Conservative “Populism” is a Fraud

by | May 2, 2022 | Politics

If the Republican Party is “populist,” then where are the people? GOP politicians more and more relish the pose of tribune of the ordinary man and woman, but little has changed in the ideological makeup of their party. The Republican platform remains, overwhelmingly, a blueprint for enhancing oligarchy. Populism on the right is more of a political affect than a system of commitments to righting the wrongs done to six-pack Joe.

“Populism” came about as an implicit rebuke to the vision elite conservatives had devised for reconstituting a more competitive Republican Party. Where their losing 2012 nominee, Mitt Romney, had bellowed about “self-deportation,” a new wave of Republicans would champion comprehensive immigration reform and revamp the party’s aesthetics to make them more multicultural. The model politicians for all this was Marco Rubio, who spent the months after Mitt Romney’s defeat whipping votes for a large bipartisan immigration overhaul.

The elite believed in Rubio, but the base wanted something with a hard, mean edge. And to their rescue came Donald J. Trump. Almost from the outset, observers described Trump as a “populist” politician, and to the extent that populism exists as a political style, Trump’s rage against “real” America’s purported enemies could plausibly have taken on the populist mantle. But from the start, Trump’s concrete political program was every bit as orthodox and hard-line in its emphasis on enriching the rich as a Club for Growth strategy memo.

As early as the summer of 2015, Trump proposed a tax plan that gave even larger tax reductions to the wealthy than his more conventionally conservative opponents would have distributed. When Trump got elected president due to James Comey’s ill-timed intervention, Trump followed the path blazed by orthodox right-wingers (who themselves were faithfully following a path blazed by Ronald Reagan himself). In a direct repudiation of his promise to give people “better” healthcare, Trump attempted to pass austerity legislation removing health coverage from 22 million people. When that failed, he and his policy Rasputin, the Randian fanatic Paul Ryan, jammed through an unpopular tax cut that gave almost all of its benefits to the wealthiest Americans. Early in the legislative process, Republicans tried to eliminate tax credits for student-loan payments and the adoption of orphans.

The policy commitments of the party’s more self-conscious “populists” are no more coherent. Senator Josh Hawley told a podcast host that he would have voted for the Trump tax cut. Hawley’s dour colleague Tom Cotton, another “populist,” happens to be a hardcore minimal-government conservative who once expressed the belief that a debt-default, and the epic suffering that would entail, might actually serve as the moral tonic a freeloading nation deserved. Governor Ron DeSantis of Florida began his political career as a Tea Party anti-tax ultra, and there is little to suggest that he has changed his mind on economic policy by a single iota.

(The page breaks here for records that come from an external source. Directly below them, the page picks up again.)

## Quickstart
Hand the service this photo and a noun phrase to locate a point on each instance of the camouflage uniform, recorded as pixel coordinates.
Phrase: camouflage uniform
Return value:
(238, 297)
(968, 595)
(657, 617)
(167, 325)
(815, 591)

True, a coterie of right-wing intellectuals has emerged to craft a “populist” agenda for the purportedly new GOP. But to the extent that these people (nearly all men) have a signature idea, it’s to expand the Child Tax Credit. The trouble for them is that President Biden did expand the Child Tax Credit, and every single Republican voted against it. Mitt Romney’s similar plan for a “child allowance” has picked up minimal support from his Republican colleagues, almost all of whom would rather rage against inflation in an effort to regain power so they can pass another round of regressive tax cuts and business-friendly deregulation.

What’s behind this fraud? Partly, the Republican donor class. GOP oligarchs hold extremely conservative views on economic policy, and in this donor-beholden era a Republican politician would risk defunding his own campaign by transgressing the taboos donors have set against tax increases or labor laws. But the more important factor is that the people behind this fraud are largely frauds themselves. People like DeSantis and Cotton really want to be president and have bound themselves to the populist fad in order to bamboozle uneducated primary voters into signing onto campaigns that are marked with little if any sincerity. Heaven knows it’s worked before.